Parece que hay una cierta complacencia entre todos los que critican a Podemos desde el centro, centro izquierda y, por supuesto, derecha en pedir a Bruselas y en Bruselas mayor dureza y más humillación al gobierno griego de Syriza. Como he sido y sigo siendo radicalmente crítico con los programas o casi-programas de Pablo Iglesias y Alexis Tsipras, me parece ético aclarar que una cosa es que a muchos nos parezcan inviables y populistas las medidas de ambos y otra muy distinta que busquemos la humillación de nadie. Y no sólo eso; uno tiene escrito por ahí hace ya mucho tiempo lo que ahora ha reconocido nada menos que el presidente de la Comisión Europea, Jean-Claude Junker sobre el pecado de la Troika «contra la dignidad de los ciudadanos de Grecia, Portugal y a menudo en Irlanda también», y añadía que la Historia, más pronto que tarde, «tendrá revisar el funcionamiento de esta tríada».
Por su parte el jefe negociador de la dichosa -y ya fantasmal- Troika por parte del FMI, Paul Thomsen, reconocía que hasta ahora el ajuste del país heleno se ha basado «demasiado» en recortes salariales que consideró «injustos» porque además no había ido acompañado por un descenso equivalente en los precios. Y es verdad. Cuando estalló la crisis y toda Europa -menos Zapatero- empezó a tomar medidas, con Grecia sobre todo se hicieron demasiados experimentos, se estrujó tanto el limón que al final ni había zumo ni había limón. Y en aquel desastre floreció el populismo de Syriza. Pero dicho lo dicho y reconocido que las cosas no se hicieron bien, también es justo recordar que los gobiernos griegos falsearon sus cuentas para entrar en la UE, tenían un sistema fiscal -por llamarlo de alguna manera- prácticamente tercermundista y la mitad de la población vivía a costa del estado, algo absolutamente insostenible y que a la fuerza tenía que explotar en cuanto se anunció la crisis.
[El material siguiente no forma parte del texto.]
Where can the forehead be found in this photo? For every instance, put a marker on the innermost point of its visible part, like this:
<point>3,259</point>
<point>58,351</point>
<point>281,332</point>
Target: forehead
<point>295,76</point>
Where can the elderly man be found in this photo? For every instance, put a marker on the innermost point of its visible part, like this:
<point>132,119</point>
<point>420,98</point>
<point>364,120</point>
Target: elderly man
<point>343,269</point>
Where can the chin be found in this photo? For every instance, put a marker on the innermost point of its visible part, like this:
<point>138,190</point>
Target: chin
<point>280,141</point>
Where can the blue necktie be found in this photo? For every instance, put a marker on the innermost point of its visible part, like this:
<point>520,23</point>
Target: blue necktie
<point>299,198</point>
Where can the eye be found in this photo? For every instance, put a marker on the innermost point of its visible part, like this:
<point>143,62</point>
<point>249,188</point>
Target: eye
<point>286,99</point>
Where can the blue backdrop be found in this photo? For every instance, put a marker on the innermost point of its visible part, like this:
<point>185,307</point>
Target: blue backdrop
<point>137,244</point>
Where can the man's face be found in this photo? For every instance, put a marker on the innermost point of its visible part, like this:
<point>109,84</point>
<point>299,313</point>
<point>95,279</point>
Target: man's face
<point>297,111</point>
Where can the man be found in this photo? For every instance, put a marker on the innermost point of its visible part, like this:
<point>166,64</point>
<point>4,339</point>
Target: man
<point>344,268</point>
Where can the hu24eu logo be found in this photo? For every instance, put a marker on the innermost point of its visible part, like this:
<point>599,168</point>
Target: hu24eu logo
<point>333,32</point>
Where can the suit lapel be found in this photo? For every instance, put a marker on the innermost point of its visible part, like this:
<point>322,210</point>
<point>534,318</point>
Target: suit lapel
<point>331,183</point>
Tsipras ha cedido en sus pretensiones y ha dado marcha atrás en su radicalidad
Así que no hay ni vencedores ni vencidos en esta dialéctica en la que se han enfrascado el populista Tsipras y su peculiar ministro de economía y la canciller Merkel, radical defensora de una austeridad que ya se ha visto no produce los milagros previstos, y que está secundada y arropada curiosamente por los gobiernos más económicamente débiles que son los que reclaman venganza con más entusiasmo.
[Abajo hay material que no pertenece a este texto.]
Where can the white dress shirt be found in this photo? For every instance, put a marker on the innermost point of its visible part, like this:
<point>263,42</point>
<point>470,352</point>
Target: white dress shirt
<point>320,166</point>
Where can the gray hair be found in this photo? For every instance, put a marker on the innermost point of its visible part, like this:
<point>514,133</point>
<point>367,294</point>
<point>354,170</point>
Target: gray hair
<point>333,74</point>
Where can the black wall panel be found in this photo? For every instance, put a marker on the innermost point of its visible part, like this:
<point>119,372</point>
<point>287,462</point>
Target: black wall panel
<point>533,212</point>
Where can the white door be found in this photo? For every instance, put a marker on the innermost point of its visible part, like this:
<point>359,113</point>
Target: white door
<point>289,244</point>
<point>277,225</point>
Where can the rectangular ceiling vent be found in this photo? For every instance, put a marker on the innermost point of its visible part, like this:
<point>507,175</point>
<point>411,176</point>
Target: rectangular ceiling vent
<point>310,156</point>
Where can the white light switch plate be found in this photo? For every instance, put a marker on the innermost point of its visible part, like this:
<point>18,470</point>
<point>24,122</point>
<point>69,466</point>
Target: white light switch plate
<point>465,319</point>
Ahora el problema entre Europa y Gracia es más político-lingüístico que económico. Soluciones económicas siempre hay y se pueden encontrar; más difícil es acordar las palabras de los acuerdos, los textos de las resoluciones, los sinónimos adecuados o la ingeniería gramatical para que nadie quede del todo mal: ni Berlín/Bruselas ante sus exigencias, ni Syriza ante su electorado. Pero lo cierto es que el Gobierno de Tsipras ha cedido en sus pretensiones, ha dado marcha atrás en su radicalidad y se enfrente a sectores de sus bases que no aceptarían un pacto que durante tanto tiempo fue la bandera que unió al descontento.
No es fácil encontrar una salida porque nadie quiere perder y para eso Grecia tiene que ser la que más baje el diapasón y no sé sabe hasta donde están dispuesto a llegar para evitar lo que, de otra forma, sería inevitable. Vamos a intentar llevarnos bien, que le decía el paciente al dentista al que había agarrado de sus partes. Si unos no se empeñan en usar el torno más de los necesario y el otro puede llegar a los mismos acuerdos con otras palabras que salven su dignidad, es posible que todos salgamos ganando. Pero que tome nota todos de algo que Gustavo Adolfo Bécquer planteaba en una de sus «Rimas»: «Lastima que el Amor un diccionario / no tenga donde hallar / cuándo el orgullo es simplemente orgullo / y cuando es dignidad». Pues eso.